Response from Prof. B.

You are quite right that the Schlegel diagrams in the book were of a special sort, and it is also quite interesting to view the projections of the edges of a polyhedron from other from other points than those situated just about the center of a face. We get some very intriguing images by projecting from a vertex, as you said, and also from a point just above an edge. Sometimes these projections pick out a symmetry that would be otherwise missing. I hope that the final project on Polyobjects will consider this question and produce some images from other viewpoints, commenting on their relationship to symmetry and duality.

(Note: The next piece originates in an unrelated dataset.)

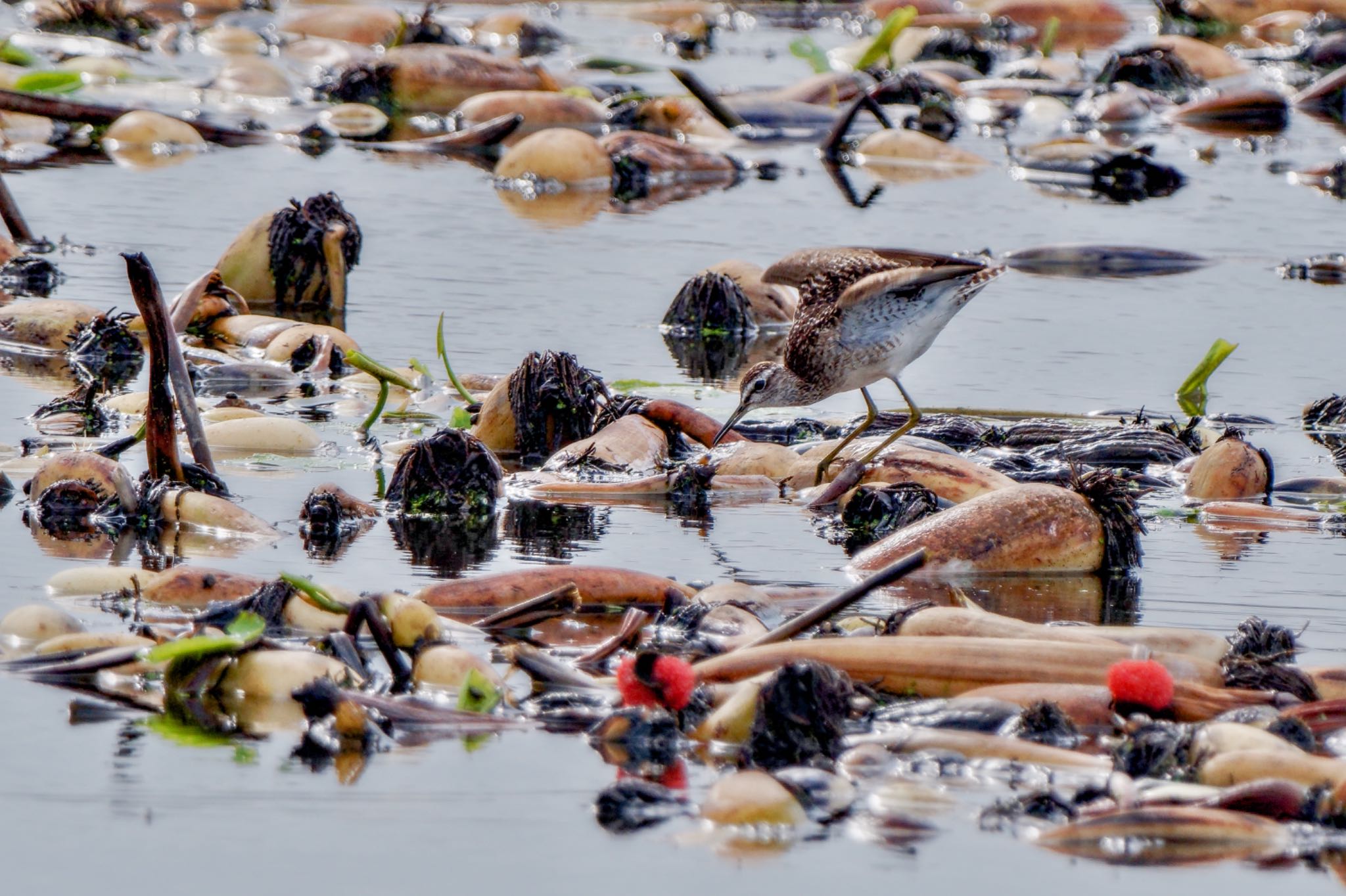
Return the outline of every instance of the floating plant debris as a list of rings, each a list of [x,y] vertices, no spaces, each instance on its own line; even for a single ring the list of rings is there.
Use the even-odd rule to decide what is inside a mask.
[[[147,823],[396,805],[351,885],[428,868],[425,780],[455,861],[499,794],[621,880],[1341,876],[1342,311],[1271,274],[1346,276],[1323,3],[16,7],[16,854],[147,866],[85,854],[108,731]],[[155,848],[275,877],[215,802]]]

Comment--See the Keith Adams's Week 9 paper and the response.

There is also a good opportunity to illustrate the relationships among Schlegel diagrams by setting up some animations. We can consider stereographic projection from the North Pole on the sphere to the plane, and watch the images of the edges of a polyhedron inscribed in the sphere as the sphere rotates, keeping the point of projection and the horizontal plane fixed. That is essentially what we did in order to make the second movement in the hypercube film.

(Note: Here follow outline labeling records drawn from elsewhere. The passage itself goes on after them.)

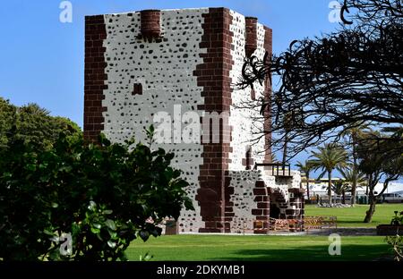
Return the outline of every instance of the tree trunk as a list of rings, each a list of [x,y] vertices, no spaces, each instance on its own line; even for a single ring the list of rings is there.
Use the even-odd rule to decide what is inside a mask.
[[[353,184],[351,185],[351,205],[354,206],[356,204],[356,179],[353,181]]]
[[[373,193],[370,193],[370,207],[366,211],[365,218],[364,219],[364,223],[371,223],[373,221],[373,216],[375,212],[375,205],[376,205],[376,198],[373,196]]]
[[[355,174],[353,183],[351,185],[351,201],[350,204],[354,206],[356,204],[356,179],[358,178],[357,164],[356,164],[356,150],[355,137],[353,137],[353,173]]]
[[[287,163],[287,149],[288,148],[288,136],[286,133],[286,136],[284,138],[284,148],[283,148],[283,168],[286,167],[286,163]]]
[[[329,196],[329,204],[331,205],[331,172],[328,172],[328,196]]]

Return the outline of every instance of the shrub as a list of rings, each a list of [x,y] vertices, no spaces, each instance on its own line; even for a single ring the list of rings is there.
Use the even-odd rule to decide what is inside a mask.
[[[124,260],[133,240],[160,235],[163,218],[177,218],[184,205],[193,209],[188,183],[170,166],[174,154],[151,150],[150,138],[143,145],[100,137],[95,145],[62,134],[41,152],[10,139],[0,150],[4,260]]]

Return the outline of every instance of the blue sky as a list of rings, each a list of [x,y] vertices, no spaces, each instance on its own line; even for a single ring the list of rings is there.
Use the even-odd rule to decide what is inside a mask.
[[[147,8],[225,6],[256,16],[273,30],[273,51],[296,38],[334,30],[330,0],[163,1],[72,0],[73,22],[62,23],[60,0],[3,1],[0,5],[0,96],[21,106],[37,103],[82,126],[84,16]],[[301,155],[297,159],[303,159]],[[295,162],[295,160],[293,160]]]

After examining these phenomena for the regular (and semi-regular?) polyhedra in three-space, you can go on to look at the changes in the Schlegel diagrams of the regular polytopes in four-space, at least in the simple cases. If you want to go for the whole prize, you can find coordinates for the other regular polytopes in the book Regular Polytopes by H. S. M. Coxeter.

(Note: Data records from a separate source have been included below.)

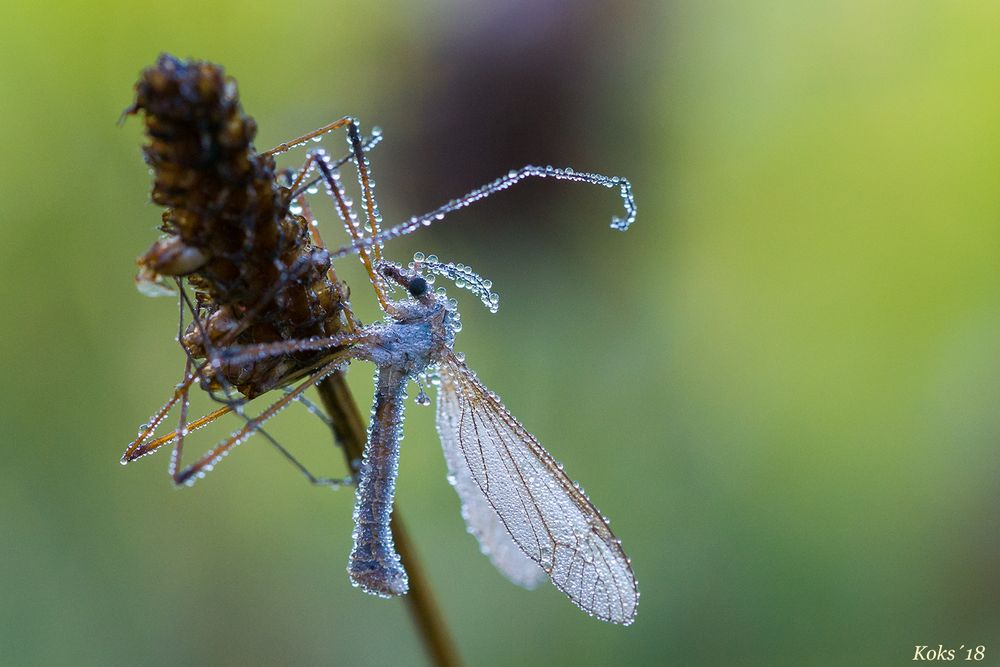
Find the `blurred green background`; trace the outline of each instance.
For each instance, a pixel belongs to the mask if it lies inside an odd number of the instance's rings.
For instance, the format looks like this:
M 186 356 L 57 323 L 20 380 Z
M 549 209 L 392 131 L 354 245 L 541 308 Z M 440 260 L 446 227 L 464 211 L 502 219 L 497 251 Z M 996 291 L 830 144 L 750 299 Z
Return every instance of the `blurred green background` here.
M 0 663 L 425 661 L 348 582 L 350 490 L 262 439 L 192 489 L 165 453 L 118 465 L 182 371 L 175 305 L 132 285 L 141 122 L 115 125 L 161 51 L 225 65 L 260 148 L 381 125 L 387 221 L 526 163 L 632 179 L 628 234 L 614 193 L 539 182 L 388 249 L 493 279 L 458 348 L 642 590 L 620 628 L 507 583 L 411 403 L 398 499 L 469 664 L 996 663 L 1000 5 L 0 6 Z M 342 474 L 305 411 L 274 430 Z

The 24-cell is my favorite. It always holds surprises.

The Clifford torus question is somewhat subtle. The analogue of the circles in the sphere would properly be a collection of two-spheres in the three-sphere, so it is something of a leap to consider instead the decomposition into tori. It isn't all that hard to write down the parametrization, and the torus case seems a bit more symmetric in a way than the one with the family of two-spheres (with its two distinguished degenerate levels given by the poles). There are several ways of covering each of the tori with circles or circular bands, and each of these brings out something special about the symmetries involved. I hope to go further into this when we get to succeeding chapters.